Dünyaya baktığımızda namus=kadın ve töre anlayışından dolayı en fazla kadının öldürüldüğü yerler; cehaletin, ayırımcılığın ve fukaralığın en yaygın olduğu memleketlerdir. Buralarda her türlü hileyi, haksızlığı, korkaklığı kadınların namusunun ardına gizlerler. Bu nedenledir ki “ namus= kadın ” zihniyetindeki erkeklerin namusundan şüphe duymak hiç de yersiz değildir.

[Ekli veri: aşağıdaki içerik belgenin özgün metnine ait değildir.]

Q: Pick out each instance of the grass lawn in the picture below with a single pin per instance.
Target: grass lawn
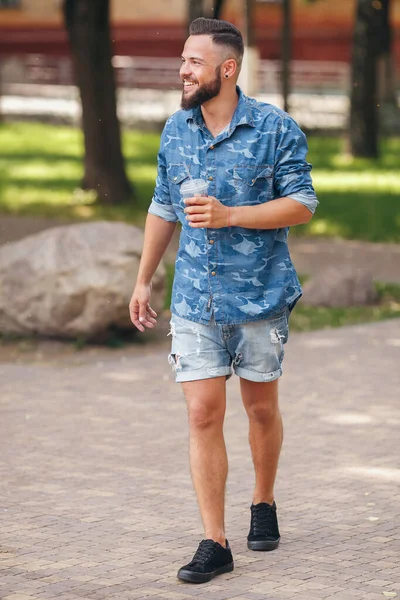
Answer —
(41, 167)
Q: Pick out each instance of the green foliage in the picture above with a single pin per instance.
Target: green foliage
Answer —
(307, 318)
(41, 168)
(359, 198)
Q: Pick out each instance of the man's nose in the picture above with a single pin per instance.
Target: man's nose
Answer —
(184, 70)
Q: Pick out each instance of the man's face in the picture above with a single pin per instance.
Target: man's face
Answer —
(200, 71)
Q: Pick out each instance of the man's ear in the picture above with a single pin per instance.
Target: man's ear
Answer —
(229, 68)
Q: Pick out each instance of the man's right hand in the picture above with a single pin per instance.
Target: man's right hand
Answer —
(141, 313)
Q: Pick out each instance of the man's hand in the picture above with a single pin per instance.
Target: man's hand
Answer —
(206, 211)
(142, 315)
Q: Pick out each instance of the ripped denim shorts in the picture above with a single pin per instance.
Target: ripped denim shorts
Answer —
(253, 350)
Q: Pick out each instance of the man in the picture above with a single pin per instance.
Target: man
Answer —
(234, 283)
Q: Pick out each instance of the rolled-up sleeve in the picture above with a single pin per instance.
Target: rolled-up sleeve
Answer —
(292, 177)
(161, 202)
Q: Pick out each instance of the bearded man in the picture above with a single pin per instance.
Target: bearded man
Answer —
(234, 284)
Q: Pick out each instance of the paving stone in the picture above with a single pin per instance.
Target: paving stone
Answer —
(102, 504)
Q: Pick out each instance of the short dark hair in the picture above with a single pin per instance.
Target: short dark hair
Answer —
(222, 33)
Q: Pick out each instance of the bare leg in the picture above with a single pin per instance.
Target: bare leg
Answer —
(206, 402)
(265, 434)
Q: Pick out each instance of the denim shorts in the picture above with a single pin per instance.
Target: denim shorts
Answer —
(253, 350)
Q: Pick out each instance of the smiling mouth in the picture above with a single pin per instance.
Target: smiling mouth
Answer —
(187, 85)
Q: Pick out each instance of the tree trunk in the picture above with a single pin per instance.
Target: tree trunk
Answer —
(87, 23)
(218, 6)
(387, 94)
(364, 96)
(195, 9)
(286, 51)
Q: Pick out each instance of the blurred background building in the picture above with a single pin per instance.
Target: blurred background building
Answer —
(148, 39)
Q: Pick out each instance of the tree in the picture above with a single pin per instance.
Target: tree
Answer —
(88, 27)
(367, 43)
(387, 93)
(286, 36)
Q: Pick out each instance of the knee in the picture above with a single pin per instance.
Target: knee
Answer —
(262, 412)
(203, 416)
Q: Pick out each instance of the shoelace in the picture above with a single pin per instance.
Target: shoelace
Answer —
(204, 551)
(262, 516)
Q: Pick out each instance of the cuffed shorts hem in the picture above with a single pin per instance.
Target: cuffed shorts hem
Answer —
(257, 377)
(210, 373)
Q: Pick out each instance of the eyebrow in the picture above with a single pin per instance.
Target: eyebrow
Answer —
(193, 58)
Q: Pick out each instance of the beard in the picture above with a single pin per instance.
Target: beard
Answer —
(204, 93)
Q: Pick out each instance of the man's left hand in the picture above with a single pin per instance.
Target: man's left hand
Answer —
(206, 211)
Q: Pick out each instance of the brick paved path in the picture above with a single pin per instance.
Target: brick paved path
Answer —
(96, 499)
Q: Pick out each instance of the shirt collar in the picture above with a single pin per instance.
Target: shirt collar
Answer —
(243, 114)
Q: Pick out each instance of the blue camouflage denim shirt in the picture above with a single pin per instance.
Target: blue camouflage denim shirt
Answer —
(237, 274)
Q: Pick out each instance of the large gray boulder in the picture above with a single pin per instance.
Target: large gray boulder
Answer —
(72, 281)
(345, 286)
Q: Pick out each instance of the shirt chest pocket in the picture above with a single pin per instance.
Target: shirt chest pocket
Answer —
(176, 174)
(253, 184)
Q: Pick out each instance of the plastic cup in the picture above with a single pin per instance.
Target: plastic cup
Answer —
(194, 186)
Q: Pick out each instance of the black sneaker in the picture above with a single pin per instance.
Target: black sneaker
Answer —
(264, 531)
(210, 559)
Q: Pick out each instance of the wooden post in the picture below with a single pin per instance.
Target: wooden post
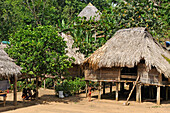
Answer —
(87, 84)
(117, 91)
(110, 87)
(150, 92)
(137, 92)
(158, 95)
(15, 90)
(119, 77)
(104, 88)
(99, 89)
(36, 87)
(166, 92)
(159, 90)
(140, 93)
(44, 83)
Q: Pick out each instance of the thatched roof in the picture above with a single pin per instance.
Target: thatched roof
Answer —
(72, 52)
(126, 49)
(7, 66)
(90, 11)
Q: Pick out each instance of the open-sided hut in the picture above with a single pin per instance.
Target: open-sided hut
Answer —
(90, 11)
(72, 52)
(8, 69)
(130, 54)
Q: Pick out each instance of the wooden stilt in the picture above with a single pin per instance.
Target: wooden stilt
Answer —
(122, 87)
(137, 92)
(104, 88)
(158, 95)
(15, 90)
(159, 90)
(36, 87)
(166, 92)
(150, 92)
(117, 91)
(110, 87)
(99, 89)
(44, 83)
(140, 93)
(126, 103)
(87, 83)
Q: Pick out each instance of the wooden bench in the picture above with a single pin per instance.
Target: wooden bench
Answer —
(4, 94)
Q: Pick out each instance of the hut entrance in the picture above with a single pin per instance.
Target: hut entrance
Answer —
(128, 73)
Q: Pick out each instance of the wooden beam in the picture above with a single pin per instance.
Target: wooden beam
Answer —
(166, 92)
(158, 95)
(87, 84)
(110, 87)
(36, 98)
(137, 93)
(132, 90)
(129, 76)
(117, 91)
(44, 83)
(140, 93)
(104, 88)
(119, 74)
(15, 90)
(99, 89)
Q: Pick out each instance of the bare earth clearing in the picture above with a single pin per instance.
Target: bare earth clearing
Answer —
(49, 103)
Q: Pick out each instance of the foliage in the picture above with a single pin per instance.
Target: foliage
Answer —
(49, 83)
(70, 86)
(128, 14)
(23, 84)
(39, 51)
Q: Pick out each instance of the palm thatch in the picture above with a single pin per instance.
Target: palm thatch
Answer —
(127, 48)
(7, 67)
(90, 11)
(72, 52)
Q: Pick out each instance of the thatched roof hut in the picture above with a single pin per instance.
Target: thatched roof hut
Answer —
(7, 66)
(72, 52)
(127, 48)
(131, 56)
(90, 11)
(8, 69)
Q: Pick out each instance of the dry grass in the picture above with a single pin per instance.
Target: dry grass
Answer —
(127, 48)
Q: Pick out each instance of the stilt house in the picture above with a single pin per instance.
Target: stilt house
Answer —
(130, 55)
(8, 69)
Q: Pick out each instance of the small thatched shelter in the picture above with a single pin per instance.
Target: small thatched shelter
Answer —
(72, 52)
(90, 11)
(8, 69)
(128, 54)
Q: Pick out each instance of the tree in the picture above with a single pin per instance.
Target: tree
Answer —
(39, 51)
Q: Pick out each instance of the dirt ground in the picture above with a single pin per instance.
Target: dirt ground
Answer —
(49, 103)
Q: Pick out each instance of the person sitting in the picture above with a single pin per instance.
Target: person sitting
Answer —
(24, 93)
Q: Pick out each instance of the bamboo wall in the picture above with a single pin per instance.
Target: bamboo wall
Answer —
(151, 77)
(102, 74)
(75, 71)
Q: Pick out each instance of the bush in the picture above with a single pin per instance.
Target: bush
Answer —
(49, 83)
(22, 84)
(70, 86)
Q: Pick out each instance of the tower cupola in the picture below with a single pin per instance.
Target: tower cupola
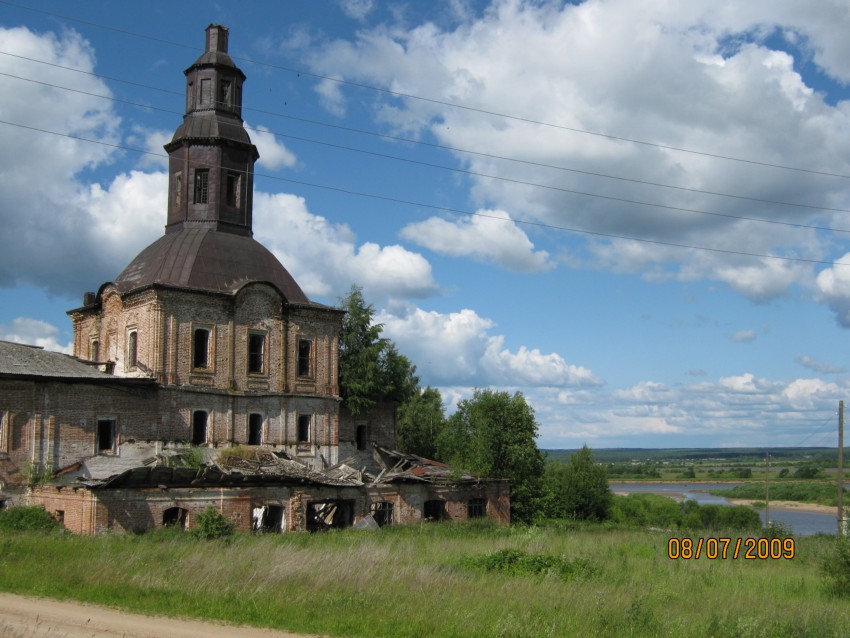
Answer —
(211, 157)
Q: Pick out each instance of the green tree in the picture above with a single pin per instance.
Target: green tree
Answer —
(370, 366)
(578, 489)
(493, 435)
(420, 421)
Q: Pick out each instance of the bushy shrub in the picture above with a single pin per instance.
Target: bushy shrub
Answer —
(27, 519)
(212, 524)
(517, 562)
(836, 568)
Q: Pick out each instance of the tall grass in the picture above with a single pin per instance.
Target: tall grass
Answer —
(425, 581)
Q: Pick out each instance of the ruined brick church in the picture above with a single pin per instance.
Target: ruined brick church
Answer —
(204, 376)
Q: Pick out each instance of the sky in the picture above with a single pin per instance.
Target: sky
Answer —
(634, 212)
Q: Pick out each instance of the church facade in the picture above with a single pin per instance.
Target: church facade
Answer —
(205, 342)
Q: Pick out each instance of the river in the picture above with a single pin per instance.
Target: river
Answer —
(801, 523)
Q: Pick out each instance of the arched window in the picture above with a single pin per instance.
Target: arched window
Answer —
(175, 517)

Sonuç olarak namus: Ayırım yapmadan herkes için, insanı hayvandan ayıran, İnsan kalabilme adına sahip olunması gereken erdemler ve hasletler toplamıdır, diyebilirim. Selamım, gerçekten namuslu olup, namusluları destekleyen ve alkışlayanlara gitsin… ESEN KALINIZ.